Latakia is recognized by the locals as the main port city of Syria. It is where commercial boats and cruises often dock from travelling the Mediterranean Sea. But apart from just being a regular port, this city also happens to be one of the thriving industrial and manufacturing sites in Syria. And because of the influx of people brought about the cruises and the trade in the place, the city decided to convert some of the cleaner beaches to resorts and their shores to hot shopping spots. While the sceneries on the beach are a sight to behold, one should not be led into thinking that those are the only things that the place can offer.
Like its neighboring towns and cities in Syria, it also has some historical sites that you may want to see. What exactly are those sites? Here are some of them.
This castle was built by the Knights of Templar during the Crusades held in the early 1100’s. Situated on top of a hill, in the middle of two steep and equally dangerous ravines, this fortress used to protect the Crusaders from possible Arab invasions.
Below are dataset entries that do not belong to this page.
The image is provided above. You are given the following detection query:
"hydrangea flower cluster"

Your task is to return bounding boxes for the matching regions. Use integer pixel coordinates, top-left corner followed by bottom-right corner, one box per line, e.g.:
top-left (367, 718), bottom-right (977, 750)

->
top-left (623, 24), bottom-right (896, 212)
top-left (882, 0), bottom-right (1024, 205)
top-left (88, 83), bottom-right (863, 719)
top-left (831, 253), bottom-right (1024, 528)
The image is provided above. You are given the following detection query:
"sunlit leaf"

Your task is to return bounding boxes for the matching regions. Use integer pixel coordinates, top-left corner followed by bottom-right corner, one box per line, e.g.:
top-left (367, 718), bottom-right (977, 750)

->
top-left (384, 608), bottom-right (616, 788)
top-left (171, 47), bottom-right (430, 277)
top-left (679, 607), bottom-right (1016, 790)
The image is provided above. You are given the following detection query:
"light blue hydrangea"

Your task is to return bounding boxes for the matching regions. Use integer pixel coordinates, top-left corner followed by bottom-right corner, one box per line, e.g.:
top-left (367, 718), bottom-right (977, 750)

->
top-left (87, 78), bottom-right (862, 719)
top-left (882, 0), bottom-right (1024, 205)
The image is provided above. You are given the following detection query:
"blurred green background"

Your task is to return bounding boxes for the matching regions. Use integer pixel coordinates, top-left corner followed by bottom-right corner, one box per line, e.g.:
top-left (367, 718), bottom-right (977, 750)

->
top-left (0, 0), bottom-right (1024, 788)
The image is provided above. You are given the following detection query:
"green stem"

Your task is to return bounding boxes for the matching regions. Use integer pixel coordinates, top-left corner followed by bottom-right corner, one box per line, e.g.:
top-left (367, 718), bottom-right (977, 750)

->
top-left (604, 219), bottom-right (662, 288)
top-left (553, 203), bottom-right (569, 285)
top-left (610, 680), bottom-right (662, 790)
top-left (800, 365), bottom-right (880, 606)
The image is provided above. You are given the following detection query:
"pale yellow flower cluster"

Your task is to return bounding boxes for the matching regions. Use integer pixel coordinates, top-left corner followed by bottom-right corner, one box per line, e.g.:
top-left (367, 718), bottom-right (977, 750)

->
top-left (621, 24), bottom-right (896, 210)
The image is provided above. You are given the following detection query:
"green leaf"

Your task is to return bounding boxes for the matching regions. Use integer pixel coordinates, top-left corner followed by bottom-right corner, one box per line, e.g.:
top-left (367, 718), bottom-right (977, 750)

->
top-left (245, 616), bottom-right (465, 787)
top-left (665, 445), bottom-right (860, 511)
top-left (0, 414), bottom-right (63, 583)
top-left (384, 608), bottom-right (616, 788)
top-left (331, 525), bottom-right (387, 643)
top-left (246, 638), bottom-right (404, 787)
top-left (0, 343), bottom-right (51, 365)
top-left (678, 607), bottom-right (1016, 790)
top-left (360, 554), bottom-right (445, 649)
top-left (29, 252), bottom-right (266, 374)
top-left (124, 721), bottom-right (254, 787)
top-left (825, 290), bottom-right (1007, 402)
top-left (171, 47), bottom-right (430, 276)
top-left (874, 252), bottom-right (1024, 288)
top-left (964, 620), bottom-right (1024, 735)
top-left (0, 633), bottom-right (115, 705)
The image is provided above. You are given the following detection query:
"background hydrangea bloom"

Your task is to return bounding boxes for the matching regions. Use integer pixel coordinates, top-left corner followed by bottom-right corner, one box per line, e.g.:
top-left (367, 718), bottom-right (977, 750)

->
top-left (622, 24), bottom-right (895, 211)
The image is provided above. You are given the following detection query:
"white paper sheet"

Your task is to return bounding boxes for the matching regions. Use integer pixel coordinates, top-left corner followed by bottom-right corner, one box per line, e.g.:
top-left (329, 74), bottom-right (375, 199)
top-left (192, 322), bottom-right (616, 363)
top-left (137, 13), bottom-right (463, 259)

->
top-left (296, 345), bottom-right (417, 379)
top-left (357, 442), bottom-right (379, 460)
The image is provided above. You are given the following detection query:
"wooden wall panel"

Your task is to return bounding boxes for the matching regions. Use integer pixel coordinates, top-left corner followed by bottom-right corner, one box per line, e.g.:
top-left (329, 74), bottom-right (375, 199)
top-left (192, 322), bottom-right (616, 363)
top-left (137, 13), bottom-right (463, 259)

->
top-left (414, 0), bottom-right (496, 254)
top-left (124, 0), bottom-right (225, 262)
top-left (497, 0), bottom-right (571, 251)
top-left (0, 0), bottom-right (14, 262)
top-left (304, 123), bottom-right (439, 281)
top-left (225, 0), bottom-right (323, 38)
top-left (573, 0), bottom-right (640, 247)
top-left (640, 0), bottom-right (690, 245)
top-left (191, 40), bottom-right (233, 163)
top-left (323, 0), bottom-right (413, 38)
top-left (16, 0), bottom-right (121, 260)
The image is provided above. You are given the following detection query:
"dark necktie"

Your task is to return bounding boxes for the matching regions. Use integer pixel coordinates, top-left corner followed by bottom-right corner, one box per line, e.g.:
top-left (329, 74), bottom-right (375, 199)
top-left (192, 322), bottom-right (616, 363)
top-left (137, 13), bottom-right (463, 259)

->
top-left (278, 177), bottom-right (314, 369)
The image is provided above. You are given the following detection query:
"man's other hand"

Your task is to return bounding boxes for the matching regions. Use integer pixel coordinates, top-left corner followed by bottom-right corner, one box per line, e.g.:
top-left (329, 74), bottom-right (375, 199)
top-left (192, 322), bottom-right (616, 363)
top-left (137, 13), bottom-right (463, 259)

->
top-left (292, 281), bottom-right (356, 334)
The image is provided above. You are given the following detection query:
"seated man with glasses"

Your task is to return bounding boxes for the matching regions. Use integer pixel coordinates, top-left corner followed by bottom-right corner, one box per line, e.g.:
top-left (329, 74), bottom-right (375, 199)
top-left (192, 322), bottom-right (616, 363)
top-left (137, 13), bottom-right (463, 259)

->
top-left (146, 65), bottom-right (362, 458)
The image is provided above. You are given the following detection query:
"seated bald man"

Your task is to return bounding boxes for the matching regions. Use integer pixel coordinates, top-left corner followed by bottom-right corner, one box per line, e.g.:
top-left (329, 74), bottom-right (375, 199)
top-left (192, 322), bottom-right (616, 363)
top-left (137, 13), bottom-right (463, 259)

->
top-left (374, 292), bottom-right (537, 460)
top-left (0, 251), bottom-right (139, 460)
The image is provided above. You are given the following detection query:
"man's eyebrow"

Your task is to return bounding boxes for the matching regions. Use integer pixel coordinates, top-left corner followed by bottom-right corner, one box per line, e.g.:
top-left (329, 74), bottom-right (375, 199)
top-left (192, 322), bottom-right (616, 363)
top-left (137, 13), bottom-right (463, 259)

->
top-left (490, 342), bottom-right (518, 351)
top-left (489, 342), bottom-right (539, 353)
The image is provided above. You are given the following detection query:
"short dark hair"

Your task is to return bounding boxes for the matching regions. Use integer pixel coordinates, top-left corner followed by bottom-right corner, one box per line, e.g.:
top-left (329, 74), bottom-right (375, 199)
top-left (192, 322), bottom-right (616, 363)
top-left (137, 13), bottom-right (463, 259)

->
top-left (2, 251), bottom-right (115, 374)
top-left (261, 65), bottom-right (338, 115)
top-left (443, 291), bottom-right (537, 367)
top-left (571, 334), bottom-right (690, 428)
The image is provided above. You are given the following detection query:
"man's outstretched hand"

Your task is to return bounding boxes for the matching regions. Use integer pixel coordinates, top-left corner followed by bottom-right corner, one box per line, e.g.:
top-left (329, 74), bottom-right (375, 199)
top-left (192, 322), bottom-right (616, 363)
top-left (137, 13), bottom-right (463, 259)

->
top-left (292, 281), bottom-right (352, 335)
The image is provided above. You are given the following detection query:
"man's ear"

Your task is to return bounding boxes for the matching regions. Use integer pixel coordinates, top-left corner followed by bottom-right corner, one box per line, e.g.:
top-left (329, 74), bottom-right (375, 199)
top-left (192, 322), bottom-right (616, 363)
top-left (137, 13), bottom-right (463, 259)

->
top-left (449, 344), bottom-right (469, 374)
In 1188 however, the stronghold fell in the hands of Saladin – a fierce ruler with whom the structure was eventually named after.
Ugarit or Ras Shamra
Now this is where you should be heading if you are the type of person who absolutely digs anything and everything that has to do with ancient civilizations. Why? This is because the place is in fact the oldest and largest port in the history of the world! Some archaeologists even say that the city has thrived as far back as 2,500 years before Christ.
During its prime it was even believed to have held great libraries, complexes, water systems and several castles. Unfortunately, almost all those were destroyed when the Philistines invaded the city.
This is a haven for every scholar who wants to study ancient language. This is because the museum holds some of the huge stone tablets that showcase the alphabet of the old Syrian language.